Just another bigot trying to hide behind the Bible.
Biden plagiarized a law review article for a paper he wrote in his first year at law school.....now he's V.P.
I don't think the McDonnell thesis will affect the race at all.
And this worldview is surprising? C'mon people, wake up! This is what these imbeciles fight so hard for! Hilarious!
Old McDonnell had a farm – eyi eyi ohh! Another case of the Republican Party shooting itself in the foot! Only Good White Christian Men allowed. They dictate their twisted rules on everyone else – then break those rules themselves.
Republican's = Incompetence!
If I lived in Virginia, I'd vote for him. His philosophy does not sound much different from mine.
By the same argument, we could "blast" every single left-wing liberal in office for their research papers when they went to Harvard........ get a grip, pleeez.
That kind of thinking is a lot like Nazism. People when are you going to open your eyes/ears; when you are sent to a concentration camp because by then it will have too late.
These type people are bring this country down.
i would still vote mcdonnel.
Hmmm... How does he feel about meat on Fridays?!?
Atrocious writing and editing here, CNN.
Another whack-o Republican extremist comes out of the woodwork. The GOP is fast losing the the political middle. Reasonable people are turned-off by these wingnuts. Joe the Plumber, Mark Sanford, Sarah Palin, John Ensign, Bobby Jindal. Now Bob McDonnell. What happened to the GOP? Lost its mind.
"Christian conservative worldview that criticized "cohabitators, homosexuals and fornicators" and described working women and feminists "detrimental" to the family."
So, McDonnell wants to carry the torch for Robertson's dream of a Theocracy in America ... which is the intention behind the funding of Regent!
There are two kinds of people in the world: those who judge themselves, and those who lack the courage to judge themselves and instead judge others. It seems that the conservative movement is more concerned with finding fault with others instead of looking in the mirror.

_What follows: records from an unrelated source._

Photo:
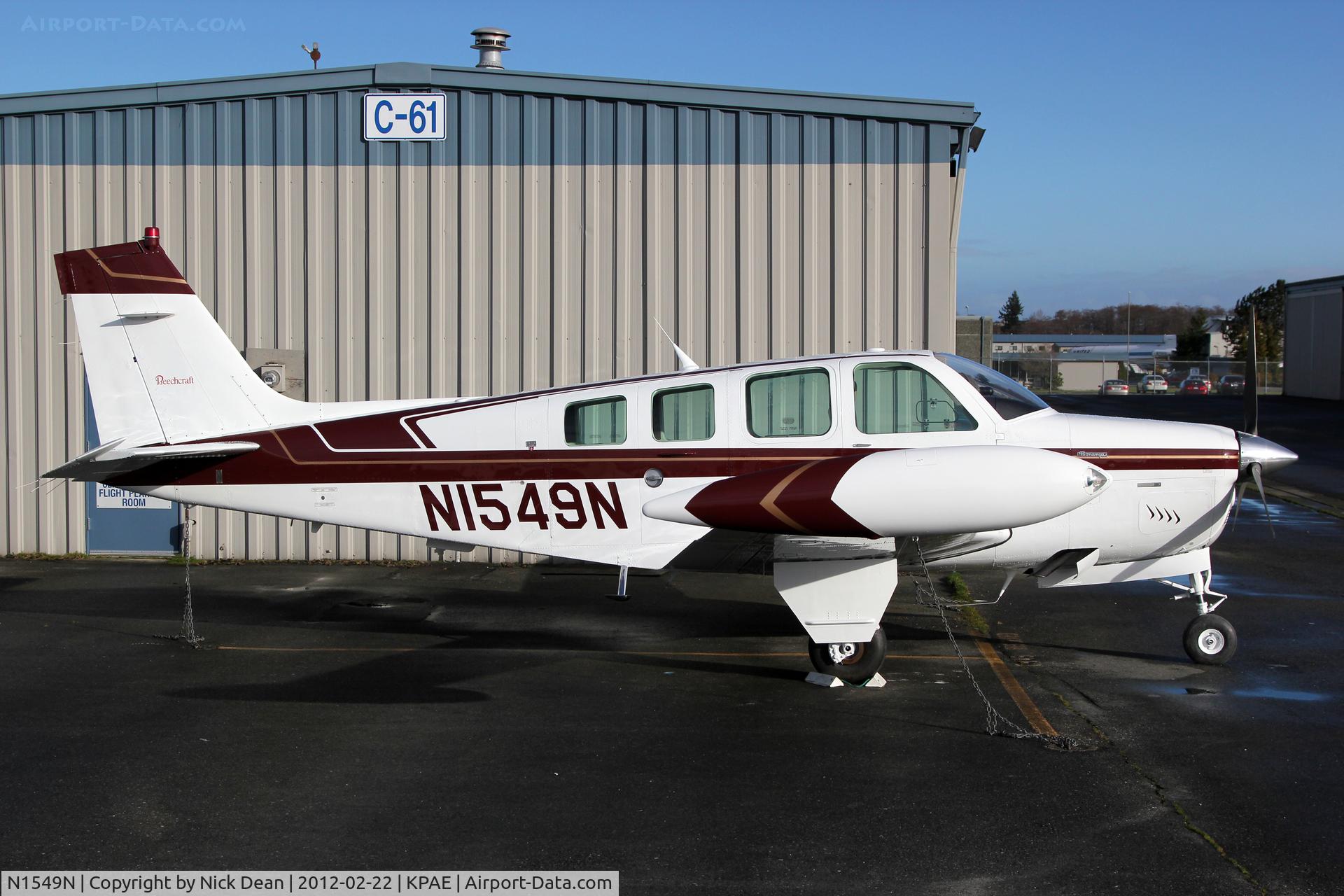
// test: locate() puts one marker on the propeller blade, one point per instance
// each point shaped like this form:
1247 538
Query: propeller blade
1250 398
1260 486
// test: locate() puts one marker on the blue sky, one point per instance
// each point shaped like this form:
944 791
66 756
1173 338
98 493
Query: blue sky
1187 152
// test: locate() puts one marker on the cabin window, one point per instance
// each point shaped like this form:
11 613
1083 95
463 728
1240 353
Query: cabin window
904 398
598 422
790 403
685 414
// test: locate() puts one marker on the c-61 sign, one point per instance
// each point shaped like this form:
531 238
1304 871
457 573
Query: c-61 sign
405 115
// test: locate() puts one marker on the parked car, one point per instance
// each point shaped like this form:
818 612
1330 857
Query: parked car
1152 383
1194 386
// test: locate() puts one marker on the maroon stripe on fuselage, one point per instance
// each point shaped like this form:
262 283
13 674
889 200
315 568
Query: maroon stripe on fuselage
299 456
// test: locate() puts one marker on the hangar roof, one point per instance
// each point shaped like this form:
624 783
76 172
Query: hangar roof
409 74
1079 339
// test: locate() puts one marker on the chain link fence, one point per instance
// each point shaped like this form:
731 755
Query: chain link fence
1051 372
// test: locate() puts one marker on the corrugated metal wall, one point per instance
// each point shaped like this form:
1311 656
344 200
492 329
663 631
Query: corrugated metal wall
537 246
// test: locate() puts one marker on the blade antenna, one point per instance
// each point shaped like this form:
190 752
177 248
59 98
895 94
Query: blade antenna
683 360
1250 400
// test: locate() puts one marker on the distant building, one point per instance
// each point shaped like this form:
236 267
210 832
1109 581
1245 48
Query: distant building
1218 344
1313 339
1030 343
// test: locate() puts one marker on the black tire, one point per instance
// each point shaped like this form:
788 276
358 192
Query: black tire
1210 640
855 669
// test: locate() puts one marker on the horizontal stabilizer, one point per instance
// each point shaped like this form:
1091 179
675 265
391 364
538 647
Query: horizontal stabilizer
111 458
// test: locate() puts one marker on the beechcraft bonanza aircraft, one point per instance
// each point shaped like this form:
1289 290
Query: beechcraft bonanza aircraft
844 465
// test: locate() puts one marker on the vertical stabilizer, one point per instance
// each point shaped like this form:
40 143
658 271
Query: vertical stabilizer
159 365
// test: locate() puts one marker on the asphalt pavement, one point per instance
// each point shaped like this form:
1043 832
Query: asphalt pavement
503 718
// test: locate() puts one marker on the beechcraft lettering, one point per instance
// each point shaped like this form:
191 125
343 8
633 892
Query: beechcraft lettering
570 505
831 472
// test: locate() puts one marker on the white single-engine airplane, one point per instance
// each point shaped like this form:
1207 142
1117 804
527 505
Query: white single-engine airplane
843 466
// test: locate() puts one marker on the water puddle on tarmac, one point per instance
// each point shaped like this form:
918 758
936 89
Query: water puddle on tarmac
1289 517
1164 690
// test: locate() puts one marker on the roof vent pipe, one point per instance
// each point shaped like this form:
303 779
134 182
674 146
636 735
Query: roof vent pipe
491 43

Compare this vision of governance to BO's collection of communists, infantacide defenders, euthanasia defenders, socialists, and all around power hungry thugs. Which is worse?
If you care the least bit about America check into the backgrounds of these Czars BO has appointed. People with access and power but no accountability or scrutiny. Talk about scary!

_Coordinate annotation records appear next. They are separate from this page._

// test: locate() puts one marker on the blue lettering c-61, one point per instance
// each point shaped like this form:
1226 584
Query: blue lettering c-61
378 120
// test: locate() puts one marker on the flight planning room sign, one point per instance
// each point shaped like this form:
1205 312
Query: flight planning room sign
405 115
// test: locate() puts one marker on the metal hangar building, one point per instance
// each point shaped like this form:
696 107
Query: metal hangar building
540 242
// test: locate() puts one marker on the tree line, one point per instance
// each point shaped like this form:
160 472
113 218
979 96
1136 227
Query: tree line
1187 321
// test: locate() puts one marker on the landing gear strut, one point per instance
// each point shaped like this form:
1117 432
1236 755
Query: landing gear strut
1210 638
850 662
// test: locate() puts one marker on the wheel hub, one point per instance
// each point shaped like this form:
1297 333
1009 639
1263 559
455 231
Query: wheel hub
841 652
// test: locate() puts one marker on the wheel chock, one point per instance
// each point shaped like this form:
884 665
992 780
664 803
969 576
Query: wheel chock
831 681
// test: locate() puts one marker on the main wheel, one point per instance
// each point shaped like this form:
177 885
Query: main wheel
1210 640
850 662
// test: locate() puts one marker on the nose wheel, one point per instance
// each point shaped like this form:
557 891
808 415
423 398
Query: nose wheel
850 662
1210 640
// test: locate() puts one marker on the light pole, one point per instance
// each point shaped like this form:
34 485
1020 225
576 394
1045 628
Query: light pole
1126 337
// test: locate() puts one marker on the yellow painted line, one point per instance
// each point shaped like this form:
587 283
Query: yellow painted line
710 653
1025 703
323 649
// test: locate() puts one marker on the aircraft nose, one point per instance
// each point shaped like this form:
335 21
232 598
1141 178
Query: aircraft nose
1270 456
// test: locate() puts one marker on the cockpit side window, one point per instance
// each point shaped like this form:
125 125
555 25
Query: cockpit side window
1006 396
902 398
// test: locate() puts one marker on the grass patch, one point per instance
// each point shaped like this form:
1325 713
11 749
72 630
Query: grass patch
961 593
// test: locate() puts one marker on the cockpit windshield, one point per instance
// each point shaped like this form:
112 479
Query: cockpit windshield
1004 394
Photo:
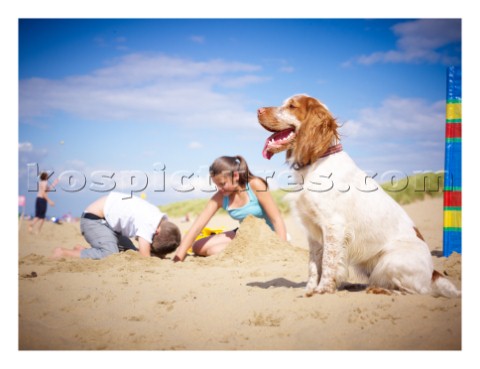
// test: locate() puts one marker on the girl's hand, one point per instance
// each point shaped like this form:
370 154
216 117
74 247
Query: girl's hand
176 259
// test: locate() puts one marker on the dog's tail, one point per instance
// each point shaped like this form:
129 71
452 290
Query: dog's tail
441 286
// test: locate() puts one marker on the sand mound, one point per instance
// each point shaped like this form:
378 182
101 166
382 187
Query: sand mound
255 240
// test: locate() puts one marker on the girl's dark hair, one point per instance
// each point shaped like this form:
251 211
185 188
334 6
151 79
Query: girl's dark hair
227 165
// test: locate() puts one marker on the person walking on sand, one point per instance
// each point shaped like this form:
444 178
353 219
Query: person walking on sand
108 221
241 194
41 203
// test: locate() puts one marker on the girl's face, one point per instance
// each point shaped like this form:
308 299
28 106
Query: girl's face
226 184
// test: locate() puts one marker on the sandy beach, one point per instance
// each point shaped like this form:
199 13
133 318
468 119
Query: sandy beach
250 297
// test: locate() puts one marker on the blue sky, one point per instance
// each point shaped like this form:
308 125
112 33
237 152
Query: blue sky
130 96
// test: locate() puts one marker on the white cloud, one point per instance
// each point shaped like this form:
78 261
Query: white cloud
287 69
197 39
154 88
419 41
25 147
195 145
402 133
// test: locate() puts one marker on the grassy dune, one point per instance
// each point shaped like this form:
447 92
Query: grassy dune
404 191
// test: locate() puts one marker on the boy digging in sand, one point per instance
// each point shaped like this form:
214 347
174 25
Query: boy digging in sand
107 220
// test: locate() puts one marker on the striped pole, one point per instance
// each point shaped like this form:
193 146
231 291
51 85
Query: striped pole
452 196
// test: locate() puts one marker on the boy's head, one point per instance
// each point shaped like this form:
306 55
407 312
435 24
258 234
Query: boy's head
166 240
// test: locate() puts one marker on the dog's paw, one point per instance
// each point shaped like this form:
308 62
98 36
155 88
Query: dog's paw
326 288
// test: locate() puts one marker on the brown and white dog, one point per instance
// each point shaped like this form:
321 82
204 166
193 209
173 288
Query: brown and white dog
347 223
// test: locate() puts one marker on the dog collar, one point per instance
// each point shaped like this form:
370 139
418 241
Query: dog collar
332 150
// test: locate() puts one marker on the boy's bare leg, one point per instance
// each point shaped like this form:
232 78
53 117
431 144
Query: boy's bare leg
61 252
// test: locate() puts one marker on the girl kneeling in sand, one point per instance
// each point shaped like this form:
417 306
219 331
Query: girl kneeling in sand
240 193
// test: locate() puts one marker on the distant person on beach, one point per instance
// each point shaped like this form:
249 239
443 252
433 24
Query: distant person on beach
241 194
111 220
41 203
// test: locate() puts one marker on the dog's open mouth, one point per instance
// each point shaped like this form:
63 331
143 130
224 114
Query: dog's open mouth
278 142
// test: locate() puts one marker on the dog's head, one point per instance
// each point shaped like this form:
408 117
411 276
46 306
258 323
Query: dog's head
302 126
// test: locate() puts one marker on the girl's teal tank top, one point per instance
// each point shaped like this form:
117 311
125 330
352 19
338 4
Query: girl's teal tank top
253 207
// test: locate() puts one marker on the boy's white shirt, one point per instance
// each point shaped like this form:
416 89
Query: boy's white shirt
132 216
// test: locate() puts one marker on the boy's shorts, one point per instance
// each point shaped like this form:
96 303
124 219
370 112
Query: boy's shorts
102 238
40 208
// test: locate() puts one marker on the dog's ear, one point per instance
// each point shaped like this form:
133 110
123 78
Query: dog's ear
316 133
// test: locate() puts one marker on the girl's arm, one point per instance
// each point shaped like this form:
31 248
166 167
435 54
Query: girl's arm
268 204
202 220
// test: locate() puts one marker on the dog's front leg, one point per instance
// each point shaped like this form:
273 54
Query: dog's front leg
334 270
314 265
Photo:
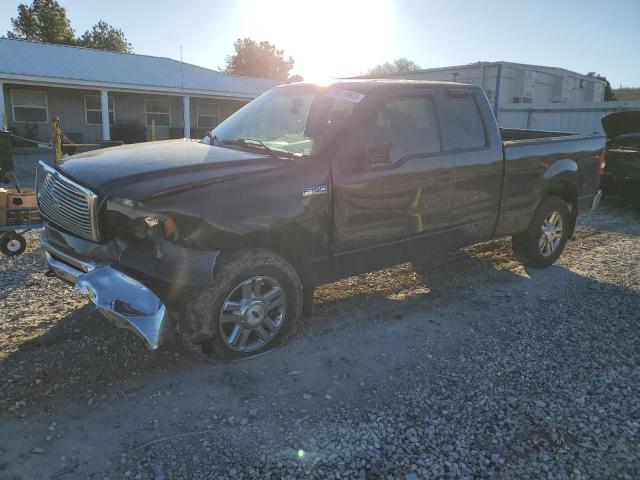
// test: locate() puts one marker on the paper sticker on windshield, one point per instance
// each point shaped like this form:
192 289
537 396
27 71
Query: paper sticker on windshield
347 95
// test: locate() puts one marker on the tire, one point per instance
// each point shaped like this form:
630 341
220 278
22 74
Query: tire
12 244
255 304
542 243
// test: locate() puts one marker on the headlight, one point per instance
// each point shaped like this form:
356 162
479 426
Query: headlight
129 217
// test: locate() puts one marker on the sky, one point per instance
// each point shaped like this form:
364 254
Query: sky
335 38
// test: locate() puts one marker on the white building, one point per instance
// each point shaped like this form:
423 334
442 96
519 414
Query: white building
516 82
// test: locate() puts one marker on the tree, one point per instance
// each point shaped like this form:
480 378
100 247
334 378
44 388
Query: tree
399 65
609 96
45 21
105 37
253 59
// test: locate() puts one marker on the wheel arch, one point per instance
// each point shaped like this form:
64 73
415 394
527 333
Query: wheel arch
290 245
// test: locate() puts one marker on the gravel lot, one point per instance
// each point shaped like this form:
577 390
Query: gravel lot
469 366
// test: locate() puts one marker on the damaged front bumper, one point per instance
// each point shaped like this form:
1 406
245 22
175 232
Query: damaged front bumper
122 299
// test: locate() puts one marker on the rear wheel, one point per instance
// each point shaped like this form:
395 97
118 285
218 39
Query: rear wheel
254 305
543 242
12 244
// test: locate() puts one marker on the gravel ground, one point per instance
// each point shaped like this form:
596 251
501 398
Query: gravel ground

typical republican "hollier than thou" sexually oriented bigotry. Give us a break. christianity is about repenting mistakes , not being hollier than God
No suprise here, it is what the right-wing has wanted and preached for decades about.
he just put on paper what most republicans think! they just have women around because it looks good for the party
I'd like to thank the Democratic Party for weeding these people from my Republican Party. I only wish the GOP was in touch enough to do it for themselves.
That's odd.......it seems to be the conservative Republicans that have been doing so much "fornicating" lately.
...but it should not be assumed that someone w/ an ultra-liberal past who had associations w/ terrorists and radical religious leaders would use those influences to promote a certain personal agenda??? (note the sarcasm). Double standards! How about all the people who preach open-mindedness and tolerance display the same attitude towards someone else's personal beliefs and ideology?
ah another repubs saying the wrong things is that a theme these days?
Is McDonnell the "Great White Hope" the republicans are looking for?